La multiplicité des risques VERSUS le « Gouverner, c’est prévoir ».

Même si, dans un premier temps (le réalisme l’emportant sur les annonces en sens contraire destinées à concilier la nouvelle majorité relative), les augmentations d’impôts et autres formes de contributions publiques doivent prendre, dans l’engagement de la réduction des déficits,  une part plus importante que celle des coupes budgétaires – les plus marquantes impliquant des changements structurels, et donc le délai d’études préalable que ceux-ci supposent -, le cumul des deux démarches, sur les trois années à venir, se projette sur fond d’une surabondance de risques sociétaux. Leur inventaire, et encore bien davantage celui des évènements sur lesquels ils sont susceptibles de déboucher – lesquels vont par nature du providentiel au brutalement chaotique -, sortent trop largement du champ ouvert à l’anticipation raisonnée et distancent les prévisions, même court-termistes.

Tout juste a-t-on de prime abord devant nous, d’un côté, l’épuisement du système monarchique de la Vème république qui expose son impuissance à contenir une extrême droite forte de sa confiscation  des colères sociales et multi catégorielles qui fracturent la nation , et de l’autre côté, la résilience démocratique qu’a portée, avec deux fois plus d’électeurs que le RN, le front républicain au second tour des élections législatives de 2024.

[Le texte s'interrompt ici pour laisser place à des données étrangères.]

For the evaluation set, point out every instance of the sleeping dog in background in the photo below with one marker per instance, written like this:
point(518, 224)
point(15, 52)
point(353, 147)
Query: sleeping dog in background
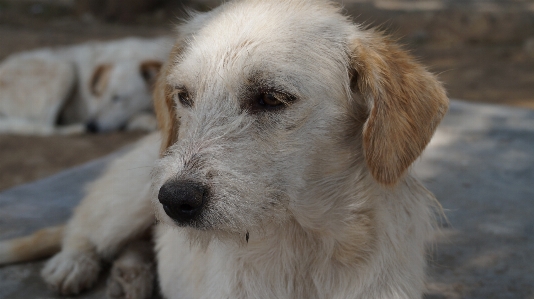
point(97, 86)
point(281, 169)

Si l’Histoire ne révèle rien des parcours et des accidents qui, d’échéances en échéances, en écriront la suite – qui entrevoyait en 1789 le paysage politique qui se composerait trois années plus tard ? – quelques éléments heureux de mémoire suggèrent que le départage entre alternatives optimistes et pessimistes sollicite toujours, et au minimum à la marge, l’esprit des Lumières en faveur des premières.

Un renfort que d’aucuns trouveront incertain. Mais qui, surtout, est des plus réticents à laisser renseigner ses contours. Tout juste sait-on qu’il associe l’intelligence et la compassion, l’écoute de l’autre et la solidarité qui en découle. 

Didier LEVY – 11 octobre 2024

D’HUMEUR ET DE RAISON

 

 



[1] « Sept jours : 17-23 juin 1789. La France entre en révolution », Tallandier, 2020.